Hinz und Rappold hatten die Befragungen abgeschlossen. Die Überprüfung der Alibis für die Tatnacht würde einige Zeit dauern, ebenso wie die noch ausstehenden telefonischen Befragungen der externen Mitarbeiter und Zulieferer. Die bisherigen Ermittlungen ergaben kein einheitliches Bild. Nichts wies eindeutig in die Richtung eines Insider Jobs.
Hinz überraschte sie. Er hatte nicht nur Fotos aller Anwesenden geschossen, sondern auch die Autos auf dem Parkplatz abgelichtet und sie den Angestellten zugeordnet.

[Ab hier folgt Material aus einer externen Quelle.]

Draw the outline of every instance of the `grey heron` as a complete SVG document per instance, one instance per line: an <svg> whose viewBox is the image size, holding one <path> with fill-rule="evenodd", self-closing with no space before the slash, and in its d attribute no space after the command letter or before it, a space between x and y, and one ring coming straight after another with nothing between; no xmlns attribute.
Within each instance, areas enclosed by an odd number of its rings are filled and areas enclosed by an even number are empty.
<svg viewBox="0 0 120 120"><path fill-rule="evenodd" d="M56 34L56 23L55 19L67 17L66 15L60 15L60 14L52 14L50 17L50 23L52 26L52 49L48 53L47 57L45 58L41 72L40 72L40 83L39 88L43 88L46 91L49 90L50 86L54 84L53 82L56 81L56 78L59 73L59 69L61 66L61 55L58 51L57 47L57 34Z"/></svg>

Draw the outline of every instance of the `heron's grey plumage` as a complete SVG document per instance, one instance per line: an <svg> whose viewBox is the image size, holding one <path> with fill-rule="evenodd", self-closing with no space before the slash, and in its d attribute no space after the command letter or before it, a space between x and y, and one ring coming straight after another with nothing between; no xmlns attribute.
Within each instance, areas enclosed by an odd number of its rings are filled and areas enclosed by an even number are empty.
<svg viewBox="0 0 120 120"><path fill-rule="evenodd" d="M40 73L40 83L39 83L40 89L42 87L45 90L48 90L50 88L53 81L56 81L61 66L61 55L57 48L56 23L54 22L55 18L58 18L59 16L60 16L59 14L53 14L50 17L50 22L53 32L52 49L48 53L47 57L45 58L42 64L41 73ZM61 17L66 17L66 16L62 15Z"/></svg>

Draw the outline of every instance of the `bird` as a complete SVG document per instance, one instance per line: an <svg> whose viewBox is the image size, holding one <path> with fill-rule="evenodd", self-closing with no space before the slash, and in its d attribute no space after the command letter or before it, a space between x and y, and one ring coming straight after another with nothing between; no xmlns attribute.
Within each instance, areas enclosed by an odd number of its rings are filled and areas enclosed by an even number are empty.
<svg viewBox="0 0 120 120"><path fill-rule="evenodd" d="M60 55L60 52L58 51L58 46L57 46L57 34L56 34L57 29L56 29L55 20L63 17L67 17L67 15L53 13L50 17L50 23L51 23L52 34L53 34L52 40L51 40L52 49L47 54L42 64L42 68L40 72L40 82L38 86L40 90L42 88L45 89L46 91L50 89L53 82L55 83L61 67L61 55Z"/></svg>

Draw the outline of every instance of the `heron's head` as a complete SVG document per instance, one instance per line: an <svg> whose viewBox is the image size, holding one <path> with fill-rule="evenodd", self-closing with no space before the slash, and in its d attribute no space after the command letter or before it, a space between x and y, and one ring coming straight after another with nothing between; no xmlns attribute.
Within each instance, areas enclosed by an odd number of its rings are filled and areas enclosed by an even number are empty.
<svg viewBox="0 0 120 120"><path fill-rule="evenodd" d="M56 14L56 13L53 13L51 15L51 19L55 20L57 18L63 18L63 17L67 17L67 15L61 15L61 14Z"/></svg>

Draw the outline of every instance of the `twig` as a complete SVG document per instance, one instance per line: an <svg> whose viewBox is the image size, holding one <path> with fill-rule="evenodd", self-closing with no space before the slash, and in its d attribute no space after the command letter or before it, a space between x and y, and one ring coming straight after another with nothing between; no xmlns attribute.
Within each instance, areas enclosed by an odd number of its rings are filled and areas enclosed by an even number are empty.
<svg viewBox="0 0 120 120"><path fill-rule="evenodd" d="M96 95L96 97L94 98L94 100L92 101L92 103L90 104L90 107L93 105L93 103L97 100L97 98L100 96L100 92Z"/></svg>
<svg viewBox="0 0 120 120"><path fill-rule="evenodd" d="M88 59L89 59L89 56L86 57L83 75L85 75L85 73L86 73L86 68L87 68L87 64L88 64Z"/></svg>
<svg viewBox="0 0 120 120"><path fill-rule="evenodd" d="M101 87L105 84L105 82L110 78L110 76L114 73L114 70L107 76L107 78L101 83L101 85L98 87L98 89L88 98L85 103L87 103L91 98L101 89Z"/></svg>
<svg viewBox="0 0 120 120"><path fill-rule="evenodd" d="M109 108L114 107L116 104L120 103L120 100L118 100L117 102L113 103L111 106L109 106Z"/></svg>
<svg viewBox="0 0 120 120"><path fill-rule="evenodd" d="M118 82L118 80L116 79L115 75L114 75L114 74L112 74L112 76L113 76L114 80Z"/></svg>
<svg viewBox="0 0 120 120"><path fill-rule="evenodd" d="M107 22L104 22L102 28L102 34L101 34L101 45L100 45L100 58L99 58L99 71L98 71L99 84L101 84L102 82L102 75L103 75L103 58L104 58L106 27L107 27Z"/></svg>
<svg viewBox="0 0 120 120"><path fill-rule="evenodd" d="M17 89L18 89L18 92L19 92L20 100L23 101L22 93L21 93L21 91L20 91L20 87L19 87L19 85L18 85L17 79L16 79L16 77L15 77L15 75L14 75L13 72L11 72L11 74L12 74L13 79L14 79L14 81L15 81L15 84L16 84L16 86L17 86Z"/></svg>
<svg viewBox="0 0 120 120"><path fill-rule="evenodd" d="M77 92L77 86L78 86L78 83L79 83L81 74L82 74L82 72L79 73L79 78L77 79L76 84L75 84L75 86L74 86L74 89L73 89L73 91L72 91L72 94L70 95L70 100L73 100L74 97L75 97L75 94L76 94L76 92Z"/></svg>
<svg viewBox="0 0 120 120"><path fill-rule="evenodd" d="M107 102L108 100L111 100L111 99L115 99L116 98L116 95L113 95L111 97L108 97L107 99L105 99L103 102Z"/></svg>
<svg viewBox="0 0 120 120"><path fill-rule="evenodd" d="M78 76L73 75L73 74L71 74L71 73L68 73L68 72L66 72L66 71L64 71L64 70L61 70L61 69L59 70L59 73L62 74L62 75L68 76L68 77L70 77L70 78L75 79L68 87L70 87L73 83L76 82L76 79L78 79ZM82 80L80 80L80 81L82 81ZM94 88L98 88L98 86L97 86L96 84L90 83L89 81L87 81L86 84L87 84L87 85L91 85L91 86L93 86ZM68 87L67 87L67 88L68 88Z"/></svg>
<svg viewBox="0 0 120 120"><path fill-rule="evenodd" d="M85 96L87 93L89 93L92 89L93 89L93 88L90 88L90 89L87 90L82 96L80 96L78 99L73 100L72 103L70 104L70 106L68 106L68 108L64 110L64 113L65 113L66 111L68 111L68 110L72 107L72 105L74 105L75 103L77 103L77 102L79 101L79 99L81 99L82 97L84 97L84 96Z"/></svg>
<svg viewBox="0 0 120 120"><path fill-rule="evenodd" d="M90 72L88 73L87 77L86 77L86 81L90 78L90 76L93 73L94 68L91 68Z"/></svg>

Der Junge besaß Potenzial.
»Leider keine verdächtigen Fahrzeuge«, fasste er zusammen.
Nicht überraschend: Seine Aktion erfolgte einige Tage zu spät. In der Tatnacht war keinem Kollegen eingefallen, die anwesenden Autos zu kontrollieren.
»Wir fahren dann mal zurück«, sagte Rappold.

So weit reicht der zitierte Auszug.